Despite being a useful model that enables companies to capitalize on low-cost labor of other regions, outsourcing in certain cases can compromise on security. In the present business landscape, sourcing thus needs to be more compliance-focused. Interestingly, the movement towards that direction has already started with 64% of respondents indicating that they are currently focusing more on defining robust security protocols for their vendors.
Staying in line with this trend, organizations are fast embracing collaborative business models like co-sourcing which serves as a ‘middle-ground’ between in-sourcing and outsourcing. This new-age business partnership essentially relies on service providers deploying dedicated teams to serve as an extension to a process, rather than as a completely outsourced alternative with little to no communication. The ability to foster the next level of service integration and process alignment between partners has made co-sourcing gradually evolve into a secure and sustainable product and service delivery approach across industries.
The opportunity to synergize more coherently has also made co-sourcing a viable pathway for managed security service providers (MSSPs) to help organizations identify external and internal cyber-security risks, respond to cybersecurity threats, and fulfil regulatory obligations. As complying with the mandates can be highly expensive for mid-sized and small enterprises, co-sourced MSSP services can make a difference by plugging the budget and skill gap.
Capitalizing on Tangible Opportunities with Strategic Partnerships
Co-sourcing collaborations may open up alternative economic opportunities in other sectors like healthcare, as well. It could enable healthcare service providers to leverage rich technical and clinical expertise of other industry players, covering a wide range of advanced medical technologies and processes.

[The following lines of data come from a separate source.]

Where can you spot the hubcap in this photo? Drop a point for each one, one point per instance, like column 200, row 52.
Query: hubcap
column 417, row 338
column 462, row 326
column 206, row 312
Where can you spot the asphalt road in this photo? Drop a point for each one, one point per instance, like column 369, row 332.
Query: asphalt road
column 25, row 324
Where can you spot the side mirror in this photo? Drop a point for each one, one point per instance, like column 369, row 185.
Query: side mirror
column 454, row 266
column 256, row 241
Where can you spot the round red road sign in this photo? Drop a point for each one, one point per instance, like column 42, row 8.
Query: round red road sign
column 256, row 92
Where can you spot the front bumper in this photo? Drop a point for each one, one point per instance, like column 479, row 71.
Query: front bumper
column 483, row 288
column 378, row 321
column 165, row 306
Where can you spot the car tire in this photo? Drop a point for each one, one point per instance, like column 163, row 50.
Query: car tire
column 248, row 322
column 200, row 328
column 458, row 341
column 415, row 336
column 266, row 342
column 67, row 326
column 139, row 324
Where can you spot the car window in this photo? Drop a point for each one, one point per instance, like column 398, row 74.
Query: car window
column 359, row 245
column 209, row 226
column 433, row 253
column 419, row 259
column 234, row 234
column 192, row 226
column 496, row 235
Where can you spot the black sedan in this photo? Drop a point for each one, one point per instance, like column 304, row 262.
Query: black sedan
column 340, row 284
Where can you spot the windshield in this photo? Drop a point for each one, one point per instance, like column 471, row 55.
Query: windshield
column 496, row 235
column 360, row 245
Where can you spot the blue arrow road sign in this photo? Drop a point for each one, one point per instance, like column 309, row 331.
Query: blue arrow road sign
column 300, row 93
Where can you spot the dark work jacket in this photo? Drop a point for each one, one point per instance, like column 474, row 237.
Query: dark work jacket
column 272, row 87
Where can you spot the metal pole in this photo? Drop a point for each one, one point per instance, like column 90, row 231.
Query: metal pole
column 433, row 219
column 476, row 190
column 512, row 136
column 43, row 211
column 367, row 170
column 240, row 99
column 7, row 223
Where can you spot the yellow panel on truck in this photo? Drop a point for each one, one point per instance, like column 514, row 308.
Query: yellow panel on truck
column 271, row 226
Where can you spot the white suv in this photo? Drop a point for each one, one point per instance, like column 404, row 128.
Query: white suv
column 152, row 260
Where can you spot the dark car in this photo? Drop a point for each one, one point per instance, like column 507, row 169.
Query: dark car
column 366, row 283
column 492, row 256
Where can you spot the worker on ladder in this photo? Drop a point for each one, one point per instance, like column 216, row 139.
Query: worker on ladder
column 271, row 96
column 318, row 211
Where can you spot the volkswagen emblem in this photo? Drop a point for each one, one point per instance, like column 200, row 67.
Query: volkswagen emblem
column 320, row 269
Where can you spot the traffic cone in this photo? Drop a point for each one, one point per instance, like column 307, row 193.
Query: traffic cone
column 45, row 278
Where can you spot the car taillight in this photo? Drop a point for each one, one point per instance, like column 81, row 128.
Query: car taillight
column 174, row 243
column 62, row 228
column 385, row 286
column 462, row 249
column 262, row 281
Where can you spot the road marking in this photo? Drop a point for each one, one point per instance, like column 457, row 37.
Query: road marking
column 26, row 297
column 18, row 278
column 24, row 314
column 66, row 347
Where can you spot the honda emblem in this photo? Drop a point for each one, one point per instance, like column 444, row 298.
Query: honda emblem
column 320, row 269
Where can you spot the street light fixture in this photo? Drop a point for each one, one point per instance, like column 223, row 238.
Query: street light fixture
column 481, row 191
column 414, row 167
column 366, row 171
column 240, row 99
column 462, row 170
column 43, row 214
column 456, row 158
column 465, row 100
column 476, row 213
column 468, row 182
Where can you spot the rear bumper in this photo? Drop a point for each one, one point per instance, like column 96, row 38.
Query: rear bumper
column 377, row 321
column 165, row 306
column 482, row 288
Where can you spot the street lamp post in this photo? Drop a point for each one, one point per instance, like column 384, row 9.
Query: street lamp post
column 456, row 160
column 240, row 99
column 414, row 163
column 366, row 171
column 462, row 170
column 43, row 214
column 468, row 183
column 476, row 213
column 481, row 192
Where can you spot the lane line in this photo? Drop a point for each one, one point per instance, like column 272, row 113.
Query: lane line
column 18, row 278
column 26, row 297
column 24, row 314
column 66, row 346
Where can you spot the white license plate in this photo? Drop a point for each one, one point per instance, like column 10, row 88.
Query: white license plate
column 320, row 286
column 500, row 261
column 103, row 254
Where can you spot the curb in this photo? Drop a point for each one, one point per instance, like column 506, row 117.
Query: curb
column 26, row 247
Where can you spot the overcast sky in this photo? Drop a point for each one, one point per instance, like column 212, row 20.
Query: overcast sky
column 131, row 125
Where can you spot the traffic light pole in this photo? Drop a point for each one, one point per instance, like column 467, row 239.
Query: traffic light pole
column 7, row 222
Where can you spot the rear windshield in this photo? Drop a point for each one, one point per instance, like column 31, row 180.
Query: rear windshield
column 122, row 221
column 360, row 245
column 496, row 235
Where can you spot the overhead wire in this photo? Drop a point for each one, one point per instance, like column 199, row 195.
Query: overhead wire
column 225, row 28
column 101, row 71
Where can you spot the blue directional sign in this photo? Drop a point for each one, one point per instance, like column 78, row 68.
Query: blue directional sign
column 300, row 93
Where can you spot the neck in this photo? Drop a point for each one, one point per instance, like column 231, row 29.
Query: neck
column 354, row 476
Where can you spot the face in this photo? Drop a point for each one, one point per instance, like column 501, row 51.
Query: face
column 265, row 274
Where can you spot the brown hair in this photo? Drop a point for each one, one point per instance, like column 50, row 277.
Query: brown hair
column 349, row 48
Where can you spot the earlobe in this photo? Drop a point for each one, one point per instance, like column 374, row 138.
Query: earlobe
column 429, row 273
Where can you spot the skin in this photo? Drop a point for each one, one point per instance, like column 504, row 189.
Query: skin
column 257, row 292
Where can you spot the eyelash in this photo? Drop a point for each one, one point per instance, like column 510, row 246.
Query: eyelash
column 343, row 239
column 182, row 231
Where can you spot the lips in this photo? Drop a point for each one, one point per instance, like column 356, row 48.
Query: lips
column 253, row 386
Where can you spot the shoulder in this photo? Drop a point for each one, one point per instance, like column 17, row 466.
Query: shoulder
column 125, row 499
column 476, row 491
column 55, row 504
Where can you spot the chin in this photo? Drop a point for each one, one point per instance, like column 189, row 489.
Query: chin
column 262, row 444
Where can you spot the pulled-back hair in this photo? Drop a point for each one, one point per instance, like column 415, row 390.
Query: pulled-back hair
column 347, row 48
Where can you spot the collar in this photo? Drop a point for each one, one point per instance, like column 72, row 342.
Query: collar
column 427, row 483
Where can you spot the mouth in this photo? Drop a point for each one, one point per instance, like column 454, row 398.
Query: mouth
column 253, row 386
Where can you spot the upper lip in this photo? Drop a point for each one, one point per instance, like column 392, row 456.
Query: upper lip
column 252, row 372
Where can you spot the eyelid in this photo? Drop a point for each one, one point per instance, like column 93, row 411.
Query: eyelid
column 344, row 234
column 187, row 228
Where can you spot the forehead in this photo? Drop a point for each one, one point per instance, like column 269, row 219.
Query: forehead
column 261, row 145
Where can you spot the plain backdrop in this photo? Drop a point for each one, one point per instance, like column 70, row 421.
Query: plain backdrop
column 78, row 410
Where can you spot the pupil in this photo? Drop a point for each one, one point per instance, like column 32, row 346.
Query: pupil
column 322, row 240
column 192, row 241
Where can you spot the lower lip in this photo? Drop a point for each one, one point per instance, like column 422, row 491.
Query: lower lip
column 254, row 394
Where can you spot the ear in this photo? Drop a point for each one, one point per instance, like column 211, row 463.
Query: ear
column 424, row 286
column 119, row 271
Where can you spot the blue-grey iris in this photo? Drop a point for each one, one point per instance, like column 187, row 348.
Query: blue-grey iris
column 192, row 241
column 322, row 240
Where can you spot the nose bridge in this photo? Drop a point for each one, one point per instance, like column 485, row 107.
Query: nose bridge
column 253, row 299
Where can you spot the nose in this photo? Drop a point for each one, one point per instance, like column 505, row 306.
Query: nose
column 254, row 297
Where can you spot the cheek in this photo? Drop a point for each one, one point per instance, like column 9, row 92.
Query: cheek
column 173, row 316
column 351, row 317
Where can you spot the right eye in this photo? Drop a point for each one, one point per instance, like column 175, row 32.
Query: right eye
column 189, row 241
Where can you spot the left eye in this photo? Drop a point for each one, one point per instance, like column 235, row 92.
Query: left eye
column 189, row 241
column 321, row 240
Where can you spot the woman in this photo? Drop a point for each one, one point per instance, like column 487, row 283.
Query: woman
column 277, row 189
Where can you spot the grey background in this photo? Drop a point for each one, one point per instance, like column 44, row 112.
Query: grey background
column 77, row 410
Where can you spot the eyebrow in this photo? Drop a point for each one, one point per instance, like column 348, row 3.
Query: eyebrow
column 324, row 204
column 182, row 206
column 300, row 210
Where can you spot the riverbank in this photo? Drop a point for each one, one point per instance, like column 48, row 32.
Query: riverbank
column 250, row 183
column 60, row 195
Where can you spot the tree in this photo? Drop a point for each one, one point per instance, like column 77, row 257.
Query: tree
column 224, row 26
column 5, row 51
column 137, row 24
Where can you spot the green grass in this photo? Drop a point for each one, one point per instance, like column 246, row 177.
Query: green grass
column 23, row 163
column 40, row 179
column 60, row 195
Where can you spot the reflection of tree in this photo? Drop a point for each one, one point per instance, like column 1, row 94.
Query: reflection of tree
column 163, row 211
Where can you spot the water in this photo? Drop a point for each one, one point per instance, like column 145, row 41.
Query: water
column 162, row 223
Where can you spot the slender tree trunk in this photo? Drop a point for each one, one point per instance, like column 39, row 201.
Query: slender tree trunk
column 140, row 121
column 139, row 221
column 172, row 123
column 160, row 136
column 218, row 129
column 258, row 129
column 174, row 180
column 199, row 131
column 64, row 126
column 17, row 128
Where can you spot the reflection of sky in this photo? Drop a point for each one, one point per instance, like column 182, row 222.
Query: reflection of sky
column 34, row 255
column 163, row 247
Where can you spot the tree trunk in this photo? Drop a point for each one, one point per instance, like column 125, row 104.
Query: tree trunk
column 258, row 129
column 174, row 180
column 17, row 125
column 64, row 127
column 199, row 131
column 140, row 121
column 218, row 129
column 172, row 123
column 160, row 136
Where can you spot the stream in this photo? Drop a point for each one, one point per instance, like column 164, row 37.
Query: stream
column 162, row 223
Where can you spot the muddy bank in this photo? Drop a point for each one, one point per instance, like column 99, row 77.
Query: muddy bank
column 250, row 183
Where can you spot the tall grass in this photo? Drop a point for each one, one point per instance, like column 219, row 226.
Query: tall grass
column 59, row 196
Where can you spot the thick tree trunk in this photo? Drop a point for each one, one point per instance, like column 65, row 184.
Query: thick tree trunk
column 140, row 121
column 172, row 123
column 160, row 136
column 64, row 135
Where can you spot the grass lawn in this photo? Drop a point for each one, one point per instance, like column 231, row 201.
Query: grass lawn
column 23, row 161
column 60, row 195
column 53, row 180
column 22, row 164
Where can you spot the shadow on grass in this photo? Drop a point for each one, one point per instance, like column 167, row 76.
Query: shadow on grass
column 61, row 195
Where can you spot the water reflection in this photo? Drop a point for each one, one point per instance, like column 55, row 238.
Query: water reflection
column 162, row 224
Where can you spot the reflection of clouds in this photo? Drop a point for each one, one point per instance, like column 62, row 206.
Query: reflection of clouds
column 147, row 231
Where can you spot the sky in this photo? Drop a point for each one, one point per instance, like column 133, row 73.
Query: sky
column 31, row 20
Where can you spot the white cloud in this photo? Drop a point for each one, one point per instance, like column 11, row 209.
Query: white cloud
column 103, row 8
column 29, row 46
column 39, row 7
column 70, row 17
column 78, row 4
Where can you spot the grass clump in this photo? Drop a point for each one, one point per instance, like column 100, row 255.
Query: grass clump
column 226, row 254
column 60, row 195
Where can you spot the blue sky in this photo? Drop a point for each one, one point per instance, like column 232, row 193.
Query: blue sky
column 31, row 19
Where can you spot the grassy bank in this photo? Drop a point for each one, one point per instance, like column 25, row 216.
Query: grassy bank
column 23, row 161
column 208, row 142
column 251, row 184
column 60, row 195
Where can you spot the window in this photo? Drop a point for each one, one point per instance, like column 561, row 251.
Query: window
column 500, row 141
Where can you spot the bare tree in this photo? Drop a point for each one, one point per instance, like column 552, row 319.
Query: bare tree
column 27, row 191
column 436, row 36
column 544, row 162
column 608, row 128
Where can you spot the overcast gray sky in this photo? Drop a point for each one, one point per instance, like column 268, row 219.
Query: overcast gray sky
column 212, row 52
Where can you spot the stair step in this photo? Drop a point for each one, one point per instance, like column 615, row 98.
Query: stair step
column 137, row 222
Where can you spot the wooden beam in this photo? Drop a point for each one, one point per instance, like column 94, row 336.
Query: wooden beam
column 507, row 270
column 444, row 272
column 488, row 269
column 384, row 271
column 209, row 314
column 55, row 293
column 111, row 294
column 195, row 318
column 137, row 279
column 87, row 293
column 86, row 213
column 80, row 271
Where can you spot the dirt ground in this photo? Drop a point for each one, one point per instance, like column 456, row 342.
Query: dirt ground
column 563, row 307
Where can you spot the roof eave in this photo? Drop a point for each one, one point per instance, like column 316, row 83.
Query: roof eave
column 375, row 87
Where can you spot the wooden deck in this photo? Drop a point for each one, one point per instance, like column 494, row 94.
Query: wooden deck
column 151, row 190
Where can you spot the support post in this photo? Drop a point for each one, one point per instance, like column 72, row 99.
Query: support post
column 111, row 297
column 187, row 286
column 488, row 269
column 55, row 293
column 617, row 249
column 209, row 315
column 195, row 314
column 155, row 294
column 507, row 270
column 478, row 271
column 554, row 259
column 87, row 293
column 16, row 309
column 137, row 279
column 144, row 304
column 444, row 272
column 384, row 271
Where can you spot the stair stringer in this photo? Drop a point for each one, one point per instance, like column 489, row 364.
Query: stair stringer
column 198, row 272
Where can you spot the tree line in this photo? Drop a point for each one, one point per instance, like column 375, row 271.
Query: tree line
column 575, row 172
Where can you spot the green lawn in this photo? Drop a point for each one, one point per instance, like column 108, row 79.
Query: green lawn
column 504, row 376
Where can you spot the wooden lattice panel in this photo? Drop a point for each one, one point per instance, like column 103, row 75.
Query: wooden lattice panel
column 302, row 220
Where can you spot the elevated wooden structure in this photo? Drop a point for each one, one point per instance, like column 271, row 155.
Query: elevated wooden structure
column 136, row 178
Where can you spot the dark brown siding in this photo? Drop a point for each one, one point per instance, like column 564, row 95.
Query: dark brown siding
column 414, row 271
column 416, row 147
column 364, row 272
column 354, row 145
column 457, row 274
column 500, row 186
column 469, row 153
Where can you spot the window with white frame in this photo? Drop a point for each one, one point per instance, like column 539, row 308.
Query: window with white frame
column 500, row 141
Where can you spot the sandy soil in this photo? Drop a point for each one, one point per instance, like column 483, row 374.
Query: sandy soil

Admittedly, several regional regulations often tend to influence such strategic co-sourcing alliances. But even groups that are affected by stringent protocols can leverage this model to realize savings across supply chain, procurement and other processes. For instance, last year, a leading US drug administrator and a US multinational retailing corporation expanded their alliance to collaboratively procure generic medicines. With this agreement, both the organizations focused on leveraging their combined size and scale in an effort to drive efficiency and curb procurement costs.
Key players in the automotive sector are also making similar moves. Recently, a top Indian car manufacturer entered into a strategic partnership with a US car major to explore collaborative opportunities in product design, technology and distribution across areas like electric cars, connected vehicles, etc. In a joint statement, both the partners declared that teams from both the companies would collaborate over a period of three years to drive efficiency in sourcing, product development and distribution.
It is important to understand that co-sourcing is not necessarily a ready remedy for every situation. Embracing a co-sourcing model poses specific challenges for firms with voluminous outsourcing accounts like fund administration. In such cases, making the vendor adapt completely to established business processes and functions often becomes a herculean task.
The good thing is that the shift toward implementing digitally-driven co-sourcing solutions has already started. And, this may very well reward progressive enterprises that seek sustainable competitive benefits while managing more complex processes and operations. In fact, such new-age sourcing solutions and approaches might even allow cross utilization of resources across completely unrelated industries like automotive, manufacturing and ICT—enabling innovation at every critical link of the value chain.